While debates about human rights are waged in elite circles, what do publics in the global South think about human rights ideas and the organizations that promote them? Drawing on large-scale public opinion surveys and interview with human rights practioners in India, Mexico, Morocco, and Nigeria, Taking Root finds that most people are in fact broadly supportive of human rights discourse, trust local human rights groups, and do not view human rights as a tool of foreign powers. Pro-human rights constituencies also tend to be highly skeptical of the U.S. government, multinational corporations, and their own governments. However, this general public support for human rights isn't grounded in strong commitments of public engagement, money, or local ties to the human rights sector. Publics in the global South do donate to charitable causes and organizations, but rarely give to local rights groups. Rights organizations instead seek aid from foreign sources, an increasingly untenable strategy as foreign aid to civil society declines. The book also describes the complex relations between religiosity and support for human rights as faith communities, worldviews, and traditions strongly influence the public's views of human rights, but often in contradictory ways.
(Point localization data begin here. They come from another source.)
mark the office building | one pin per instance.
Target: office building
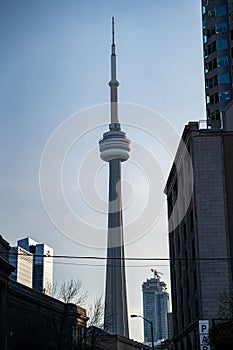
(199, 193)
(114, 149)
(217, 23)
(22, 260)
(155, 308)
(41, 264)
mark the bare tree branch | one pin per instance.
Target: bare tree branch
(96, 313)
(70, 292)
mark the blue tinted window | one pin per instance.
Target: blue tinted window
(204, 23)
(222, 61)
(222, 44)
(224, 95)
(221, 27)
(220, 10)
(223, 78)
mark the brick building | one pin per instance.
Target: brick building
(199, 193)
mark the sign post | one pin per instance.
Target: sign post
(204, 338)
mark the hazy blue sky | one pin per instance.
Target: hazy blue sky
(55, 61)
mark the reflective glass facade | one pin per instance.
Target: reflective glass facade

As the most informative and comprehensive account available of public perceptions of human rights across several regions of the world, Taking Root will challenge a number of accepted truths held by human rights supporters and skeptics alike.
James Ron is Harold E. Stassen Chair of International Affairs at the University of Minnesota.
Shannon Golden is a Research Assosicate at the Center for Victims of Torture in St. Paul, Minnesota.
David Crow is Assistant Professor in the Department of International Studies at CIDE in Mexico City.
Archana Pandya is Managing Editor at openGlobalRights.